A quiz funnel is a short, interactive sequence — a handful of questions, an email gate, and a personalised result — that turns cold traffic into segmented leads. Done well, it converts 2–4× better than a static lead form. The hard part was never the concept; it was the build. This guide walks through the whole thing end to end, the way it actually works in 2026.
What you'll have by the end: a published quiz funnel with branded result pages, a trackable Bitly short link, and every lead flowing automatically into Google Sheets and your email tool.
Step 1 — Start from a template, not a blank canvas
The single biggest reason quiz funnels never ship is the blank canvas. Don't start there. Open the Templates tab and pick the one closest to your use case — GetFunnelAI ships with ready-made funnels like SaaS Free Trial Qualifier, Product Finder Quiz, Webinar Sign-Up, Consulting Needs Assessment, and a handful of others.
Each template comes with questions, answer options, scoring logic, and result pages already wired up. Click a template, give your funnel a name, and you land directly in the editor with a working funnel. You're now editing, not inventing.
Step 2 — Make the questions yours
Keep it to 3–7 questions. That's enough to build investment without causing drop-off.

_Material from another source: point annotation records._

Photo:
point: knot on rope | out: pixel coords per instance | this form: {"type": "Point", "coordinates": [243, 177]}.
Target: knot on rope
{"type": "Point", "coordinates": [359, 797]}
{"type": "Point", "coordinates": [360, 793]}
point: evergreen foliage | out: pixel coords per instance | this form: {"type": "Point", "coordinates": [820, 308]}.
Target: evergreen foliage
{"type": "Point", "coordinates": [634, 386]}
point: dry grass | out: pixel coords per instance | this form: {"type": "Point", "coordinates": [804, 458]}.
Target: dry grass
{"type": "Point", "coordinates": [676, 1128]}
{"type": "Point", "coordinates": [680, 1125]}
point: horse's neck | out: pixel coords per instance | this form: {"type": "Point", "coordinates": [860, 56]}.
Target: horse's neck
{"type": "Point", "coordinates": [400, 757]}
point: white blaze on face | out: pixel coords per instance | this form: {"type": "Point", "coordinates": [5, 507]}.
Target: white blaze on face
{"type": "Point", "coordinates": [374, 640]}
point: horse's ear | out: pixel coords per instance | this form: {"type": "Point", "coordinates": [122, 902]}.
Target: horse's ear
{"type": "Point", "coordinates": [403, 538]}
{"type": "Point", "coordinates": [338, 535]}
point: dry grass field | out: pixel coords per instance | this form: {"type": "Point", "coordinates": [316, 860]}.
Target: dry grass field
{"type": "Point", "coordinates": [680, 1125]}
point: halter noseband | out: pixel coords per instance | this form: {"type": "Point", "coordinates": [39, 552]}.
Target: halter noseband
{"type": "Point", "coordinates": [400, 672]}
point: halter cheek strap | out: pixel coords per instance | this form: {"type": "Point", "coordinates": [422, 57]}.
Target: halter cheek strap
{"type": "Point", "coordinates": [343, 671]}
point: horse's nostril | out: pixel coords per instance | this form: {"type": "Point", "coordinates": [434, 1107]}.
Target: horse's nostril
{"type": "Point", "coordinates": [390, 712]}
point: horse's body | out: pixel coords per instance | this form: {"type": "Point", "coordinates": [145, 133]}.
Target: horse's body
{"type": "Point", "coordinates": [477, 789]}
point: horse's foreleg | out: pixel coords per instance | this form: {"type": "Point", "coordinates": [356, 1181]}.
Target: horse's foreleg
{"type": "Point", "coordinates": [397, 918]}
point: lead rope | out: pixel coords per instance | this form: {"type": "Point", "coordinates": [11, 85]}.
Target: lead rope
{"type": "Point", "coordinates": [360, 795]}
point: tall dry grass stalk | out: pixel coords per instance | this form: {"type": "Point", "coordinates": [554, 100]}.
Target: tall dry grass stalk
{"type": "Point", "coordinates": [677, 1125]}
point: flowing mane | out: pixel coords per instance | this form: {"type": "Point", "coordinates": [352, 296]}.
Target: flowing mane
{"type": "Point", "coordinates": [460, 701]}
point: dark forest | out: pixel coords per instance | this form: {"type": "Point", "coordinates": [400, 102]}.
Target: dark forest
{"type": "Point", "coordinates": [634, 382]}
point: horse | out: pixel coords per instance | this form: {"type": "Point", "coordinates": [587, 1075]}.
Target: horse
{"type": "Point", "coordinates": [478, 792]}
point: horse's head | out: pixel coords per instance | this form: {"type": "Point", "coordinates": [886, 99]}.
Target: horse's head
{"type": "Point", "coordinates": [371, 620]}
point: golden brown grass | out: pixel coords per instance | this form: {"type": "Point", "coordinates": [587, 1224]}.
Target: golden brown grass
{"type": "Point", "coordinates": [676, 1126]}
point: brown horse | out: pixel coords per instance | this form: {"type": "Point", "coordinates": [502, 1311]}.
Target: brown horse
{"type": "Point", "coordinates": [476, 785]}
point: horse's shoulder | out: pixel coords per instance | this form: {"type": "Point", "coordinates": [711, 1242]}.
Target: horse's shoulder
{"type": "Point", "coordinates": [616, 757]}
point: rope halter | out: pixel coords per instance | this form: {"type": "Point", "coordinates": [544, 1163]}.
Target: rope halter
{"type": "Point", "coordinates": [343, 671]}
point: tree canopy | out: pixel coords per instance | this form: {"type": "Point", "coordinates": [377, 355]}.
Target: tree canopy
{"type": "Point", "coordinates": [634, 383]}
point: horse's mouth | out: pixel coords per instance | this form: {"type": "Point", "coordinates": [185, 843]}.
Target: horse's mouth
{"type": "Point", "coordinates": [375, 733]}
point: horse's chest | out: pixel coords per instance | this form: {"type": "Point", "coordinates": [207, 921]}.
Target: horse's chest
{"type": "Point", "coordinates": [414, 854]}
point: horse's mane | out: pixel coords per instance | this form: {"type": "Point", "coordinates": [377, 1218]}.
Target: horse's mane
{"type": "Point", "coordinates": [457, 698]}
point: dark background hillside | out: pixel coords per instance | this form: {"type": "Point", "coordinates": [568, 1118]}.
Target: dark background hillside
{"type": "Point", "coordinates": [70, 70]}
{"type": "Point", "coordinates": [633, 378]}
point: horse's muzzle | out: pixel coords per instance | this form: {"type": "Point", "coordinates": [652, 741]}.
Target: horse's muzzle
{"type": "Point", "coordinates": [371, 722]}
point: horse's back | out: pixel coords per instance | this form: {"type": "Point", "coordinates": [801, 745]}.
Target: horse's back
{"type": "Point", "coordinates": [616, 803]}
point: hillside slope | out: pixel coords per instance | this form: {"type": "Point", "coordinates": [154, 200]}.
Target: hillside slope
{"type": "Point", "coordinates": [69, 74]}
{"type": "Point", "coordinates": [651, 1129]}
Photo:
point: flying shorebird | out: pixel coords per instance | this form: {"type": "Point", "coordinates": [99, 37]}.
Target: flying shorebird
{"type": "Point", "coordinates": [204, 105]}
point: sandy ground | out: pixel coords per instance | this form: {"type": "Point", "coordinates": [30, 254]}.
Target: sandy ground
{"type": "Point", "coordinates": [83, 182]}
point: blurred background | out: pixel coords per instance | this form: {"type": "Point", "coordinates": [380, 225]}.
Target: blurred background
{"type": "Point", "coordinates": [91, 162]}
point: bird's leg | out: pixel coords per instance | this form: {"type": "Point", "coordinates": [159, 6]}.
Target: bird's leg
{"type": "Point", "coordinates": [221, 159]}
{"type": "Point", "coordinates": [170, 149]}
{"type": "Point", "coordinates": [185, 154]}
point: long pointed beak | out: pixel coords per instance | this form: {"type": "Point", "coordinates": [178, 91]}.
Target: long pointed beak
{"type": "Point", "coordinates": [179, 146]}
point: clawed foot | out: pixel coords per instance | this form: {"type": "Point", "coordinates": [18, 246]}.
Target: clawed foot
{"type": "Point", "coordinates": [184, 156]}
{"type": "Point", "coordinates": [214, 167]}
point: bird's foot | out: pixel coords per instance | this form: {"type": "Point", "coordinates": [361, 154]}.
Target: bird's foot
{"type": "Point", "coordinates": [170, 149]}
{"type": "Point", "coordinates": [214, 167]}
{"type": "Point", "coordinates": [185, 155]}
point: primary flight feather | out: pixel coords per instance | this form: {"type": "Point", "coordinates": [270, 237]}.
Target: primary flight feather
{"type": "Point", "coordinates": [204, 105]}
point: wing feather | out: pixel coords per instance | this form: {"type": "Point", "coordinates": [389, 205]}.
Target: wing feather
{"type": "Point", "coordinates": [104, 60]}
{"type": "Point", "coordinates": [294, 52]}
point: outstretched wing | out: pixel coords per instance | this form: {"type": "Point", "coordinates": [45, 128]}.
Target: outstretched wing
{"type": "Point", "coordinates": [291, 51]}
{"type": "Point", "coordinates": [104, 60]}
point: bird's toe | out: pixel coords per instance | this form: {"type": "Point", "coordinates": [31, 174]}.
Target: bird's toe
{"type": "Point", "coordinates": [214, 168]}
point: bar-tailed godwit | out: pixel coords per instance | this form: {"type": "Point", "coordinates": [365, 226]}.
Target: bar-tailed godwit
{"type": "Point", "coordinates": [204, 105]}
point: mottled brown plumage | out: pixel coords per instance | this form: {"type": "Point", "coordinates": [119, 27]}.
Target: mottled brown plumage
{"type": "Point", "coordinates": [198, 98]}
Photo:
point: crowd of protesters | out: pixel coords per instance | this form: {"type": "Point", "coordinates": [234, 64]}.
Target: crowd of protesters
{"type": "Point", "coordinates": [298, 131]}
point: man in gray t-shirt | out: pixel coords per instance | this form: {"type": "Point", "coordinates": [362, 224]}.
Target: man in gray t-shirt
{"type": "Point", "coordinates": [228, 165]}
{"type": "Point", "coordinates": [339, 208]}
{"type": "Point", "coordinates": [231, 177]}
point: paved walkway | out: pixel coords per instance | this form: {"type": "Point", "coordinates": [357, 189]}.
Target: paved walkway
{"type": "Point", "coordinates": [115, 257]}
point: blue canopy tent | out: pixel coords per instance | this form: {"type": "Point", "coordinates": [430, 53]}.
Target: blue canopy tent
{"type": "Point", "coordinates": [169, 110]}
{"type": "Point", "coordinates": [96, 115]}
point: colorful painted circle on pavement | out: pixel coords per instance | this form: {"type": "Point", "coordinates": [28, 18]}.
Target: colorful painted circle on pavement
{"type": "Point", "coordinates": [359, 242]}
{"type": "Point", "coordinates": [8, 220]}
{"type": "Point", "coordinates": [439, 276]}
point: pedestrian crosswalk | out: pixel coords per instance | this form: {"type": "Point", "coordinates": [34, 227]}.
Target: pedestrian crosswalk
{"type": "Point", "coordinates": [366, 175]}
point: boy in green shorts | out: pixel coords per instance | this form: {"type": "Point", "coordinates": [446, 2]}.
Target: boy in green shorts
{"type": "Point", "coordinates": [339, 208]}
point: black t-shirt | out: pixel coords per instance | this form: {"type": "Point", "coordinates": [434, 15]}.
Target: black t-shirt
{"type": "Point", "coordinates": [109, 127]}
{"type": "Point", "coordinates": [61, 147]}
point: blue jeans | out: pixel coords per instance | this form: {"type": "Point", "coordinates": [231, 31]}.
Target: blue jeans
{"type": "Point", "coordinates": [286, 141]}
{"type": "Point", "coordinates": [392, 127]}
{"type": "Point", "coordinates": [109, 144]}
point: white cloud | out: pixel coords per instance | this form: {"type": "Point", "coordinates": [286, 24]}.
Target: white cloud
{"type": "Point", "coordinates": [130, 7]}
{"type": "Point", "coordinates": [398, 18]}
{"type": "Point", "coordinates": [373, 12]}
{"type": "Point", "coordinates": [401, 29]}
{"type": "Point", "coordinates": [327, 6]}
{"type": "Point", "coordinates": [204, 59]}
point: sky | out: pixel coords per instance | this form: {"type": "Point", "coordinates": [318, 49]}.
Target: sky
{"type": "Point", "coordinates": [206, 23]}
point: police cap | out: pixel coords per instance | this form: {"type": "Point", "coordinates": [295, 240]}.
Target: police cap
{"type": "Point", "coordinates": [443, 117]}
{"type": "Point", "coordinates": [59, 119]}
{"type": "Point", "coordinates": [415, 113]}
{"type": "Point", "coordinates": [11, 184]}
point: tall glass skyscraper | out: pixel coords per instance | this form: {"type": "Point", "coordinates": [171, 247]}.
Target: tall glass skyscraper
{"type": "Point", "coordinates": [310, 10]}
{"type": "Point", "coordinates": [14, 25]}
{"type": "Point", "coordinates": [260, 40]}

Rewrite the template's questions to match your audience's language, and make sure each answer maps to a segment you actually care about — pain point, budget, experience level, or buying intent.
- Lead with the promise — name the result on the first screen ("Find out which plan fits your team").
- One idea per question — compound questions kill completion rates.
- Map answers to segments — every option should push the user toward a result page.
Step 3 — Place the email gate before the result
The email gate belongs just before the result reveal, when motivation peaks. By then the visitor has answered several questions and wants their outcome — asking for an email feels like a fair trade, not a tollbooth. Resist the urge to gate earlier; you'll trade conversion for a marginally bigger list of lower-intent emails.
Step 4 — Write result pages that feel earned
Each segment should land on its own result page. "Based on your answers, you're a…" beats a generic thank-you screen every time. The result is also your best conversion moment: pair the personalised insight with a single clear next step — book a call, start a trial, download the relevant resource.
Step 5 — Connect your integrations
A funnel that doesn't move leads anywhere is just a quiz. Open Integrations and wire up the three that matter most:
Google Sheets — your live lead log
Connect your Google account, then create a sheet for the funnel. Every submission — email plus all quiz answers — appends to the sheet in real time. It's the simplest way to watch leads land, hand a list to a teammate, or feed a downstream automation without writing any code.
Webhooks — push to your email platform
Add a webhook to forward each segmented lead to your email tool, CRM, or an automation platform like Zapier or Make. Because every answer travels with the email, your sequences can be personalised from the very first send.
Bitly — a trackable, shareable link
Connect Bitly and generate a bit.ly short link for the funnel in one click. Use it in ad
campaigns, email signatures, link-in-bio, and QR codes — and read click data straight from your Bitly
dashboard. We cover this in depth in
the Bitly short-links guide.
Step 6 — Publish and put it on your own domain
Hit publish and your funnel is live on a shareable URL. On a paid plan you can map it to a custom domain so the whole experience stays on your brand — better for trust, better for ad quality scores, and better for the share link.
Step 7 — Measure, then iterate
Watch two numbers: completion rate (how many finishers vs. starters) and opt-in rate (how many leave an email). If completion is low, your questions are too many or too heavy. If opt-in is low, your gate is mistimed or your result promise is weak. Because building from a template takes minutes, you can ship a variant the same afternoon — and the winning funnel is almost always the tenth one you tested, not the first one you built.
Common mistakes to avoid
- Too many questions — past 7, drop-off climbs fast.
- Gating too early — asking for the email before any value is delivered.
- One generic result — defeats the entire point of segmentation.
- No tracking link — you can't optimise traffic you can't measure. Use a Bitly link per channel.
- Leads stuck in the tool — connect Sheets and a webhook before you drive traffic, not after.
That's the whole workflow. Pick a template, make it yours, gate the result, wire up your integrations, publish to your domain, and iterate. You can have the first version live before your coffee gets cold.